Turkish main opposition leader urges gov’t, Kurdish protesters to act with common sense
Kemal Kılıçdaroğlu speaks with reporters after his arrival in the Aegean province of İzmir on Oct. 8. AA PhotoTurkey has not only been dragged into the Middle East quagmire, but it has also dragged the quagmire onto its own soil, the country’s main opposition leader has said, calling for calm after 24 hours of deadly clashes around the country.
“Turkey has dragged the Middle East quagmire inside its own country; it has been stuck in the quagmire,” main opposition Republican People’s Party (CHP) leader Kemal Kılıçdaroğlu told reporters in the Aegean province of İzmir on Oct. 8.
“It’s as if emergency rule has been declared again. This is my call to the government: Review your foreign policy. We said: ‘You are conducting the wrong foreign policy; this foreign policy won’t bring any good to Turkey.’ We said: ‘Turkey is being dragged into the Middle East quagmire; beware, do not drag Turkey into the Middle East quagmire.' But they responded to us saying, ‘The Middle East is not quagmire,’” Kılıçdaroğlu said.
He was speaking a day after at least 14 people were reported to have died during violent clashes across Turkey, as the fate of the besieged Syrian border town of Kobane revived tensions between Turkey’s Kurds and the ruling Justice and Development Party (AKP) government, leading to clashes that provoked harsh and deadly force from the security forces.
“The expression of ‘tit-for-tat response’ is an extremely dangerous expression. Those who govern the state should know that violence reproduces violence. The state should not be governed with revenge, greed and violence. The state should be governed by reason and rationality,” Kılıçdaroğlu also said.
He was referring to recent remarks by Interior Minister Efkan Ala, who accused pro-Kurdish protesters of “betraying their own country” and warned them to disperse or face “unpredictable” consequences.
“Violence will be met with violence ... This irrational attitude should immediately be abandoned and [the protesters] should withdraw from the streets,” Ala told reporters in Ankara on Oct. 7.
Violence erupted in Turkish towns and cities mainly in the Kurdish southeastern provinces, as protesters took to the streets to demand the government do more to protect Kobane, a predominantly Kurdish settlement that has been surrounded by Islamic State of Iraq and the Levant (ISIL) fighters for three weeks.
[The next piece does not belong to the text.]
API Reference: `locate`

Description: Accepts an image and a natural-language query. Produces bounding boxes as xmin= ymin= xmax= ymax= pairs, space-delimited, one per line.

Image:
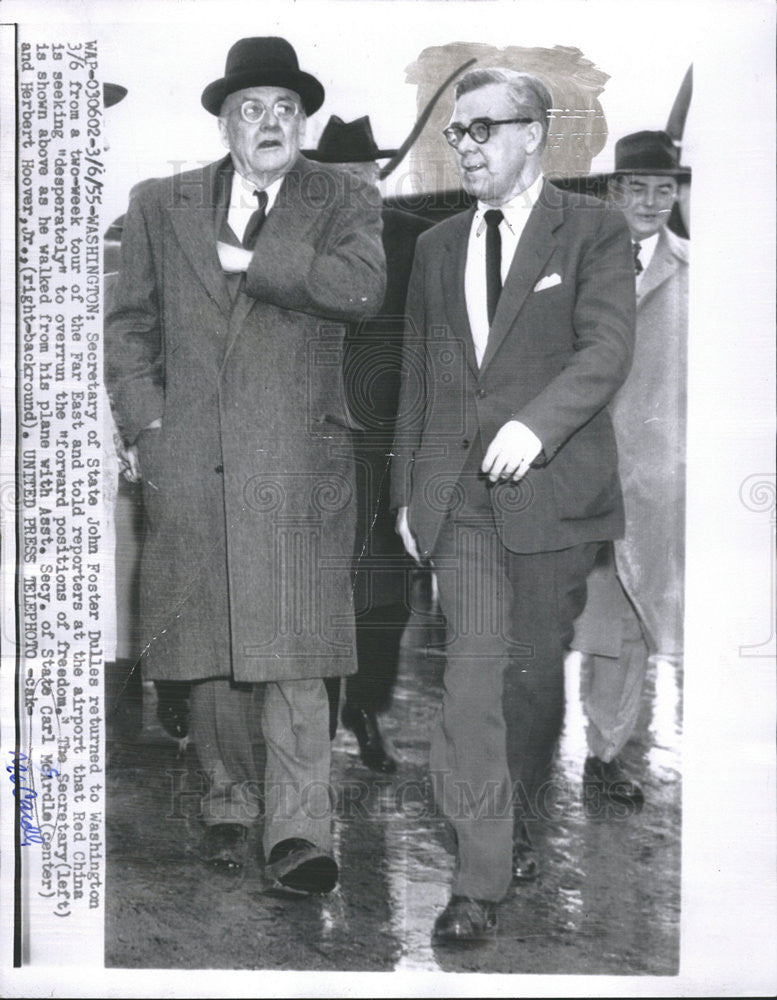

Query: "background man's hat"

The CHP head also delivered a warning to the demonstrators, highlighting the need for respect for the common values of the nation, including the founder of the modern Republic of Turkey, Mustafa Kemal Atatürk.
“While calling on citizens [to act according to] common sense, I also want to underline that a society has common values. The first among these values is the flag. Mustafa Kemal Atatürk is a leader for whom even his enemies had respect; he is a world leader raised in these lands. All of us should pay respect to our flag and Mustafa Kemal Atatürk,” he said.
Protesters burnt Turkish flags and sculptures of Atatürk on Oct. 7, gestures that infuriated nationalist Turks and the government.
Authorities imposed curfews in at least five provinces and police fired tear gas and water cannon to disperse demonstrators who burnt cars and tires, while groups linked to the outlawed Kurdistan Workers’ Party (PKK) clashed with ISIL sympathizers such as Hizbullah in some southeastern areas.